PValue - the uncorrected p-value of the likelihood of observing the effect of the size foldChange (or larger) by chance alone. This p-value is not corrected for multiple comparisons.
PAdj - the multiple comparisons corrected PValue (via the Hochberg method). This probability of having at least one false positive when accounting for all comparisons made. This value is usually overly conservative in genomics.

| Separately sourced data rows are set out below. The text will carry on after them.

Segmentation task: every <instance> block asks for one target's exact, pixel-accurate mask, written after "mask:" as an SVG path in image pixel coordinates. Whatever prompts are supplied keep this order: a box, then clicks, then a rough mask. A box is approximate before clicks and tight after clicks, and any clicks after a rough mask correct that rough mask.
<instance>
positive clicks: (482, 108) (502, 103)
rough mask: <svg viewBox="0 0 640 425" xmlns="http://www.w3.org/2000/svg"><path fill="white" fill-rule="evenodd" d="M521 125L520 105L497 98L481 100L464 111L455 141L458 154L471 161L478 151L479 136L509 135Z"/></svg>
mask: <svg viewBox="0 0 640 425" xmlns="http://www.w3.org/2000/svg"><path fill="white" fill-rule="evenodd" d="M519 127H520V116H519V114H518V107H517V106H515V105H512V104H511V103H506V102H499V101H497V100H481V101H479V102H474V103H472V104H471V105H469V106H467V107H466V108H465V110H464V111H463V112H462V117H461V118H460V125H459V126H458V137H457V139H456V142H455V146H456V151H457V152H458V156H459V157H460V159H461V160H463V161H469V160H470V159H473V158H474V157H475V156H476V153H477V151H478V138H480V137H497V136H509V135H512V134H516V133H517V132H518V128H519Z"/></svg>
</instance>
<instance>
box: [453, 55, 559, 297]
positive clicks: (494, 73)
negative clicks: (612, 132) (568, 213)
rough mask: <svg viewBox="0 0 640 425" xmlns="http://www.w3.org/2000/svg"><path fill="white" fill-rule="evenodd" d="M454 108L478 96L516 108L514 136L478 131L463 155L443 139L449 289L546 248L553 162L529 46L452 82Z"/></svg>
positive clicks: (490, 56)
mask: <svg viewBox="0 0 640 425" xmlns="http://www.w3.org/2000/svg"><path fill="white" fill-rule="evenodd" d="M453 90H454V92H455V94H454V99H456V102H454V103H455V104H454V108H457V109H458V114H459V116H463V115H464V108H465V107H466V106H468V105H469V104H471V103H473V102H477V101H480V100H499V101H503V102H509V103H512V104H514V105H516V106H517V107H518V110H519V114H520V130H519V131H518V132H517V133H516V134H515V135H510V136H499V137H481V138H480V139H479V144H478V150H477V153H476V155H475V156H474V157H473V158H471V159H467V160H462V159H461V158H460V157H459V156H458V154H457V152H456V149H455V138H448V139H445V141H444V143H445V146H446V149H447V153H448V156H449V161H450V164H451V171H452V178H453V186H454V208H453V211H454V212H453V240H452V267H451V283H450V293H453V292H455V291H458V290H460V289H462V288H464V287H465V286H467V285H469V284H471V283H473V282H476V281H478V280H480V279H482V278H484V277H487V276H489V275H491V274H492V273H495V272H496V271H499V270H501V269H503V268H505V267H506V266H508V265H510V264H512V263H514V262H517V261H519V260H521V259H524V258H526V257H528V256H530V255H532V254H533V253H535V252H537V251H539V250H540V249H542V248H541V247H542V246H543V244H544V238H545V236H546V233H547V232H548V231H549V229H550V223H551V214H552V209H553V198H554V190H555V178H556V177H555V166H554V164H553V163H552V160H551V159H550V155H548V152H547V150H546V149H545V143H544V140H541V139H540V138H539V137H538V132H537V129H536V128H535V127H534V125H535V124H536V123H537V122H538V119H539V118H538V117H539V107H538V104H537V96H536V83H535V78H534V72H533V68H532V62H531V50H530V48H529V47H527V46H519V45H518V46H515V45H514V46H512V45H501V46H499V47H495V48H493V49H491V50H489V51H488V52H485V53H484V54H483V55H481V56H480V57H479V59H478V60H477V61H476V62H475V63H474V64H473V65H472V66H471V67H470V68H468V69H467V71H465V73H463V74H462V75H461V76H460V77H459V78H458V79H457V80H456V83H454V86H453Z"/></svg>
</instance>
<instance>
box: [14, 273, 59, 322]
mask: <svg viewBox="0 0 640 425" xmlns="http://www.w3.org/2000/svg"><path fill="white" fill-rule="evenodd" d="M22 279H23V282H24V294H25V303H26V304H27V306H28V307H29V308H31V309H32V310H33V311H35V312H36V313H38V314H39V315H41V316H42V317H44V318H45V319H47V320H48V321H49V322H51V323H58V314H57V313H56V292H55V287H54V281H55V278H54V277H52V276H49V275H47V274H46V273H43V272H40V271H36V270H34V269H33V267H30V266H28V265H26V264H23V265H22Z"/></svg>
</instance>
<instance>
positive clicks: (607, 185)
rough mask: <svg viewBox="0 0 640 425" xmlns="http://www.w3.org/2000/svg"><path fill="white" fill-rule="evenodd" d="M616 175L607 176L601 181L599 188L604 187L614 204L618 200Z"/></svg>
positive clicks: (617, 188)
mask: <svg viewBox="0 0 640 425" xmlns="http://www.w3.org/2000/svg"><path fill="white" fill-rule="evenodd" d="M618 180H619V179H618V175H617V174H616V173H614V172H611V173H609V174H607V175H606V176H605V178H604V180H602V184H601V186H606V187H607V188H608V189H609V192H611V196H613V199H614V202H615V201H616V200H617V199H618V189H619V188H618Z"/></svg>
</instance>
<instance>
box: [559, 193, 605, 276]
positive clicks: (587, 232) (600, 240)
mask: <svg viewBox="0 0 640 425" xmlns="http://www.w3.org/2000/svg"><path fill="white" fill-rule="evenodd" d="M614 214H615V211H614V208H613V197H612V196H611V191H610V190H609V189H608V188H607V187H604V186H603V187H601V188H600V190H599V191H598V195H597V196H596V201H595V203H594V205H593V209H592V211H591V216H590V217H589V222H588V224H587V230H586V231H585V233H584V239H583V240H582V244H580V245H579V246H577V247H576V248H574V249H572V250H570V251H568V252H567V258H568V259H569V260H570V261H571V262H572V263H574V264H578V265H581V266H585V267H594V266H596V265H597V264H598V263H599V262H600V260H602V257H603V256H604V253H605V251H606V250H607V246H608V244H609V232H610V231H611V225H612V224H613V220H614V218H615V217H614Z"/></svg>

FDR - the False Discovery Rate - this column represents the fraction of false discoveries for all the rows above the row where the value is listed. For example, if in row number 300 the FDR is 0.05, it means that if you were cut the table at this row and accept all genes at and above it as differentially expressed then, 300 * 0.05 = 15 genes out of the 300 are likely to be false positives. The values in this column are also called q-values.
falsePos - this column is derived directly from FDR and represents the number of false positives in the rows above. It is computed as RowIndex * FDR and is there to provide a direct interpretation of FDR.
The following columns represent the normalized matrix of the original count data in this case, 3 and 3 conditions.